Postcards to enablers reflect anger, frustration, desire for change
At the March for Survivors and Change at MSU on Jan. 26, hundreds stamped and addressed postcards, which were scattered across a card table, intended for those at the march to write to enablers of sexual assault and abuse.
More than 500 people, including MSU students, staff, faculty and other members of the community, attended the march in order to stand in solidarity with the survivors of ex-MSU and USA Gymnastics doctor Larry Nassar’s sexual abuse.
While the protesters were gathered around the Rock on Farm Lane, they were encouraged to write messages to members of the MSU administration and others who have enabled Nassar to sexually abuse women and girls for 20 years.
Trustee Brian Breslin, the Board of Trustees, John and Kathryn Geddert, trustee Mitch Lyons and trustee Joel Ferguson were some of the names that appeared on the letters.
According to the “Postcards to Enablers” website, the letters, which were initially at the Women’s March Michigan, are meant to "speak to the anger, frustration, and sadness that many are experiencing because of the actions by MSU employees, MSU's leaders, and others” while also reflecting the sentiment that change is possible.
The website includes a gallery of some of the letters that were left on the table to be mailed out to their respective addresses.
“I was taken back with your comments in support of former President Simon,” one letter addressed to trustee Joel Ferguson read. “I couldn’t believe that someone in your position could speak so openly, carelessly, and irresponsibly. Your insensitivity was a complete embarrassment on our university. I hope you feel shameful. Us students are ashamed.”
Karen Hoene was a volunteer at the postcard tent during the Women’s March in Lansing on Jan. 21. There, she encouraged attendees to fill out postcards to send to a list of addresses.
There were three different postcard designs, and it wasn’t long before Hoene began noticing how many attendees were intrigued with the postcards that pictured, overlaid with a Martin Luther King Jr. quote.
“It just generated so much conversation and I found that so many people were just really, really interested in taking these postcards and sending them off,” she said.
Although sending these postcards to Nassar enablers was not the initial intention, Hoene soon realized that many of the people who approached the tent had some sort of link to the Nassar case.
“By sitting at that table and talking to people, it was amazing to me how — and horrifying, really — how many people that came up to me had some sort of connection,” she said.
Leading up to the March for Survivors and Change at MSU after former MSU president Lou Anna K. Simon’s resignation, Hoene and one of her friends had the idea to supply the same postcards from the Women’s March to the student event.
“We decided to print address labels of all of the people that we could think of that people might want to address their comments to,” she said.
Hoene said there were roughly 475 letters filled out by attendees of the March for Survivors and Change at MSU.
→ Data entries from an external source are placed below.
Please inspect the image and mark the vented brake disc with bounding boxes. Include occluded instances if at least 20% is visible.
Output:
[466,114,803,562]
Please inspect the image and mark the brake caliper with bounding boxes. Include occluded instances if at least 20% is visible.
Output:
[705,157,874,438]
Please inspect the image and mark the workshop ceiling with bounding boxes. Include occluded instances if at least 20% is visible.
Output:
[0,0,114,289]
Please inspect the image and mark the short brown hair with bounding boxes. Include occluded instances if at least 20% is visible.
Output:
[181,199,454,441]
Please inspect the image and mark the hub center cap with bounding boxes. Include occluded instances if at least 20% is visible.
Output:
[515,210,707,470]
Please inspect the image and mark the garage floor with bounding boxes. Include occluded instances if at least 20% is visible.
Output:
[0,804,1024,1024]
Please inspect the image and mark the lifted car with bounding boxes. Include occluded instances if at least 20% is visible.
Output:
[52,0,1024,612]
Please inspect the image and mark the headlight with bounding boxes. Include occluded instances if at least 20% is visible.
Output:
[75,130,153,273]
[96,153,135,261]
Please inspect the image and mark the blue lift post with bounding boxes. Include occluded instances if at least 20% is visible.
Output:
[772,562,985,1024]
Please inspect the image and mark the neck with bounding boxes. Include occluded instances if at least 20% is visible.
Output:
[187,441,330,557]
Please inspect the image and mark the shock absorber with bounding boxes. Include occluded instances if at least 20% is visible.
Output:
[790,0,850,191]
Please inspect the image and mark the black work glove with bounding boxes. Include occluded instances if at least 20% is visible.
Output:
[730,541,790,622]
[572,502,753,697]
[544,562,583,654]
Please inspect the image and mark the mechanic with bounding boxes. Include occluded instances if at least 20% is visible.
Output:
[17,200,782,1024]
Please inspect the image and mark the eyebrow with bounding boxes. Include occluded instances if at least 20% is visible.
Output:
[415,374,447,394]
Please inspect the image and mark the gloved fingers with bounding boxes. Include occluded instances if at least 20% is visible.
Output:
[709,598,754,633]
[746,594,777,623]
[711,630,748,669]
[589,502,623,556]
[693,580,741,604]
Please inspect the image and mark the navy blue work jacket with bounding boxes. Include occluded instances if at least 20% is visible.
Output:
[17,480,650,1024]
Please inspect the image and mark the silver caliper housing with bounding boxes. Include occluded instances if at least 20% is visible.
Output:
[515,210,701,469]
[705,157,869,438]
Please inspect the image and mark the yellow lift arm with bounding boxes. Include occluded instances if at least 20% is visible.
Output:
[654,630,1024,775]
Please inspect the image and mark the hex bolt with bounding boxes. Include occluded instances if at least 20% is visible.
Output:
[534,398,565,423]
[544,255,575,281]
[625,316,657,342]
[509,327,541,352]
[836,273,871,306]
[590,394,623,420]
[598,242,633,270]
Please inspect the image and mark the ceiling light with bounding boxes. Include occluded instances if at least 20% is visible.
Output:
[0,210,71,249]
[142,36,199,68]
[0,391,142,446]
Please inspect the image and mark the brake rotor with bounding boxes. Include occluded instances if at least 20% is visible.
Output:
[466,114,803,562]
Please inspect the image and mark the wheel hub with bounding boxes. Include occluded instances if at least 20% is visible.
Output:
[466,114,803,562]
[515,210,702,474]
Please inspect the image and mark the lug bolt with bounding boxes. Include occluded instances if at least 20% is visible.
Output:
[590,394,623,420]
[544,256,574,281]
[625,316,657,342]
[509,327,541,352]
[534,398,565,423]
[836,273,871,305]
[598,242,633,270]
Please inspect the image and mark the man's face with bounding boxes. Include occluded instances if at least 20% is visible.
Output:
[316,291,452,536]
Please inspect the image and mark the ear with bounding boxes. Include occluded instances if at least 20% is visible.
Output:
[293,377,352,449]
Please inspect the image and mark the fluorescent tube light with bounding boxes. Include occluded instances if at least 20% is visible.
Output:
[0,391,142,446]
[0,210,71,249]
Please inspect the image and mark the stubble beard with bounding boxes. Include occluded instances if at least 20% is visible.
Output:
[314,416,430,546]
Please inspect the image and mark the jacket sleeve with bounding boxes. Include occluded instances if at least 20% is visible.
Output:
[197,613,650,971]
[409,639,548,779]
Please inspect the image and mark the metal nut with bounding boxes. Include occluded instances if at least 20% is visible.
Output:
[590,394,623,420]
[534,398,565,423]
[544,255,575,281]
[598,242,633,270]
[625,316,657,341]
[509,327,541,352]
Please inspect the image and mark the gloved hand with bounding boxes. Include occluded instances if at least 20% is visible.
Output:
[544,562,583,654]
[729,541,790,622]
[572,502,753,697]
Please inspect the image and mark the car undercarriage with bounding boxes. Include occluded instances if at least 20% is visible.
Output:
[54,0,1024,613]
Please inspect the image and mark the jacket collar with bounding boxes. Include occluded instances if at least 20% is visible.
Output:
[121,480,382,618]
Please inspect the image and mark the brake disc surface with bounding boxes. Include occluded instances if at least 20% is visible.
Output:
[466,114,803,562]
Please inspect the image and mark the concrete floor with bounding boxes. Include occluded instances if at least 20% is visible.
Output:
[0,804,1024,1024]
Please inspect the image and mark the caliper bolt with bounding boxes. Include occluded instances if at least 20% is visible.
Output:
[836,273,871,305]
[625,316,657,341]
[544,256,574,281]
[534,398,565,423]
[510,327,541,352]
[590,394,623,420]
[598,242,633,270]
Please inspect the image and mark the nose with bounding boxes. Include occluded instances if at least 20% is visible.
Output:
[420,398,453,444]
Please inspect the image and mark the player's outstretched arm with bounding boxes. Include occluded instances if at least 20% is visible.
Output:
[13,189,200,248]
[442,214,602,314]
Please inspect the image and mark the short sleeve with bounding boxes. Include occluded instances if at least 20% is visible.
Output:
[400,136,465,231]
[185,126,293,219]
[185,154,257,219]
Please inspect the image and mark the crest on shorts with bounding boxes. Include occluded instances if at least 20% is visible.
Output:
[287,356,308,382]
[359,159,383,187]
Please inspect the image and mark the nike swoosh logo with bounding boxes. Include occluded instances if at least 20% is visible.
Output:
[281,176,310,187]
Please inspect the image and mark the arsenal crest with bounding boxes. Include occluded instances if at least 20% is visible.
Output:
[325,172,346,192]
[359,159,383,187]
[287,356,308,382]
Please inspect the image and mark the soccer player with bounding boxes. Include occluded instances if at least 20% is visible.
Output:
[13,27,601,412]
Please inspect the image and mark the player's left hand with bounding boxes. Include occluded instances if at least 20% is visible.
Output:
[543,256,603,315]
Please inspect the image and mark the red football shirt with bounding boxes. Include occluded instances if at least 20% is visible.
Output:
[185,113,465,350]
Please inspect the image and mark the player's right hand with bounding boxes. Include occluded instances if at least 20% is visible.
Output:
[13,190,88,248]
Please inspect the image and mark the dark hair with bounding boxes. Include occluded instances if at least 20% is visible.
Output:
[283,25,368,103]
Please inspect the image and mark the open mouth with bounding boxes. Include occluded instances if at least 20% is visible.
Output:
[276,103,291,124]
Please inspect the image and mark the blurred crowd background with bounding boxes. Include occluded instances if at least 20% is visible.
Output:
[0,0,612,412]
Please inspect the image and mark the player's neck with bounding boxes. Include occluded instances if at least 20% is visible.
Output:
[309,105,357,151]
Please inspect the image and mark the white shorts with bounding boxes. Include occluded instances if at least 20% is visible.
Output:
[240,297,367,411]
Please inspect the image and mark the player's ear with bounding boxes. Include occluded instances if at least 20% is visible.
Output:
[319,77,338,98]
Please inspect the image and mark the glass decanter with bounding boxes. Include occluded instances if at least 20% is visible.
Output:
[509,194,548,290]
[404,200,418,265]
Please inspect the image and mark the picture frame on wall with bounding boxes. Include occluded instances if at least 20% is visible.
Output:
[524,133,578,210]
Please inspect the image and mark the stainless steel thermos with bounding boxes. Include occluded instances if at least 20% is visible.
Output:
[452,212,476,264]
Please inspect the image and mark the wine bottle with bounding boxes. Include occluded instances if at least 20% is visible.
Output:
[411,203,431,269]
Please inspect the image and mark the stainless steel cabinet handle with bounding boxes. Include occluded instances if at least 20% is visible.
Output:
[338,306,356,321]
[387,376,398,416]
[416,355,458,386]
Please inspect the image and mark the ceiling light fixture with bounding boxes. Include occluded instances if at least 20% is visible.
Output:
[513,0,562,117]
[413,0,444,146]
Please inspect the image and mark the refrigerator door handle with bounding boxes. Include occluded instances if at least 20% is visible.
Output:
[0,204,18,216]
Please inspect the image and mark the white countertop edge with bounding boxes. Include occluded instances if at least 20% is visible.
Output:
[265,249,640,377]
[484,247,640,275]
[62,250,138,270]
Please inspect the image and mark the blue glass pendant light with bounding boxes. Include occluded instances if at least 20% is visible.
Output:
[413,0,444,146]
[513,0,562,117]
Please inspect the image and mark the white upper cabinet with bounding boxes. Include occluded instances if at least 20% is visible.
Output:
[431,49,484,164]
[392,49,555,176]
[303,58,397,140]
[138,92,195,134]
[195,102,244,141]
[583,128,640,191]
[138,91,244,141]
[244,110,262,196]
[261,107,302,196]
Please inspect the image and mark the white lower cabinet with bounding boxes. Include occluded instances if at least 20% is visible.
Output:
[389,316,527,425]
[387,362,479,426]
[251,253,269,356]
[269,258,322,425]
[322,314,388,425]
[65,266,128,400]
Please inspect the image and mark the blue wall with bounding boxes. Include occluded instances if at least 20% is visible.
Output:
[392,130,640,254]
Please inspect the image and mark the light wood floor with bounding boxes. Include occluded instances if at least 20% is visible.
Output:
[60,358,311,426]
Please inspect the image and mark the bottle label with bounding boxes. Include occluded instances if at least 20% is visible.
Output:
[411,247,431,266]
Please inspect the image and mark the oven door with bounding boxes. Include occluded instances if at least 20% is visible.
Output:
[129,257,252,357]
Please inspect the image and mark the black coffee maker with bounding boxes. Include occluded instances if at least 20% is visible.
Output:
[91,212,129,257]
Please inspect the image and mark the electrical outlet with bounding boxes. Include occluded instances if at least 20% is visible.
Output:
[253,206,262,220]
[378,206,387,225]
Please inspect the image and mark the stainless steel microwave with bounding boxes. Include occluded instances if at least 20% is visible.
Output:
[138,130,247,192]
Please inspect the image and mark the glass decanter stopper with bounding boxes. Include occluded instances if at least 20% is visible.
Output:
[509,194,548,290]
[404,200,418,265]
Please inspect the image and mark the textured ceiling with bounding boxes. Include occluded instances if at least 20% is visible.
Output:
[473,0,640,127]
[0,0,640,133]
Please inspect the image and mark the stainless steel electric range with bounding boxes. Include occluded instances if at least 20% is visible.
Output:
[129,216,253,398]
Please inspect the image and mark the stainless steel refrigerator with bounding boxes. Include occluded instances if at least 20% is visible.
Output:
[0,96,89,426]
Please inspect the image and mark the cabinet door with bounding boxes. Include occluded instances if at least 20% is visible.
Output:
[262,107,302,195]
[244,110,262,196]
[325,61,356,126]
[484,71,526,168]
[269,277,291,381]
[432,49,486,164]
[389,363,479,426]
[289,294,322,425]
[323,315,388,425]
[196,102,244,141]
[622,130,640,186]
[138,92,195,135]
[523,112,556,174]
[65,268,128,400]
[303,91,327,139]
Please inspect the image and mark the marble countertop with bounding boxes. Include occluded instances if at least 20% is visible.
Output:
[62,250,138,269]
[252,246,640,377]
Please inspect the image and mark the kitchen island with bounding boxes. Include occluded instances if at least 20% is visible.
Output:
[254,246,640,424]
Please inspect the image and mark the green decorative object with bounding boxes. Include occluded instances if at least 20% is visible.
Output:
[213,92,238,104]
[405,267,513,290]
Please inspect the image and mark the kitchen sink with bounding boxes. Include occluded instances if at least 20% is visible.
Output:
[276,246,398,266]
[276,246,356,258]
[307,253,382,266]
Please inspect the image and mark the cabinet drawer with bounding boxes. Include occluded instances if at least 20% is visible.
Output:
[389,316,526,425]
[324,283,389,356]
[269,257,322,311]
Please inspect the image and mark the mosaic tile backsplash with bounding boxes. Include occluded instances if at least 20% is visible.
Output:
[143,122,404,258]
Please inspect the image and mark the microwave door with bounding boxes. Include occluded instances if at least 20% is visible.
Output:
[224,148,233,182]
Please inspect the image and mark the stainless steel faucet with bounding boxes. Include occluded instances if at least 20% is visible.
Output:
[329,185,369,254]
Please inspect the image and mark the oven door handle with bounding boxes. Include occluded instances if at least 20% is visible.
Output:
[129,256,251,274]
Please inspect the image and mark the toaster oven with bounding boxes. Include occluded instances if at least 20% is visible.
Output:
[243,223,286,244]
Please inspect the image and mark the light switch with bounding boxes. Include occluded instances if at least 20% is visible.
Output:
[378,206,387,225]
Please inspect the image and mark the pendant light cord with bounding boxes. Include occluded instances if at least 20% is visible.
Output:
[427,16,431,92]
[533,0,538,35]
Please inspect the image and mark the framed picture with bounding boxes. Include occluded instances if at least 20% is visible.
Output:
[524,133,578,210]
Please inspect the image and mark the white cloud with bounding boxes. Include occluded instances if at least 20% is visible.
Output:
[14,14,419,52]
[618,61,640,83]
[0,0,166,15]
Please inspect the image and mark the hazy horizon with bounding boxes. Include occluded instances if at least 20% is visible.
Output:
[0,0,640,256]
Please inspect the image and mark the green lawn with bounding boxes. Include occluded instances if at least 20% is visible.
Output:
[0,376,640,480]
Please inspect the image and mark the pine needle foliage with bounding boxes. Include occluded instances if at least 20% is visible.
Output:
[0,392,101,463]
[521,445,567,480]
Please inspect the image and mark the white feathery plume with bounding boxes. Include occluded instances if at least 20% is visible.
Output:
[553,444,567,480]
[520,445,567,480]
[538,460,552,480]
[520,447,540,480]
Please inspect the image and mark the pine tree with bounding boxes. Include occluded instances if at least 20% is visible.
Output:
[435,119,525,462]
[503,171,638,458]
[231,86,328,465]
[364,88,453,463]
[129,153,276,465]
“I believe that the university is represented by the students and the community, not by the leadership, in this case,” Hoene said. “I think that how our university responds to this (protests and direct letters) is going to be absolutely crucial in what happens next.”
Hoene said she and other organizers hope to continue utilizing postcards like these to not only give students a voice and an opportunity to express their anger and thoughts, but to also thank survivors who came forward to tell their stories.
“I know that people email and make phone calls, but as something so visual, like a postcard arriving in the mail, I just think that it’s really, really powerful and I think it speaks volumes,” she said.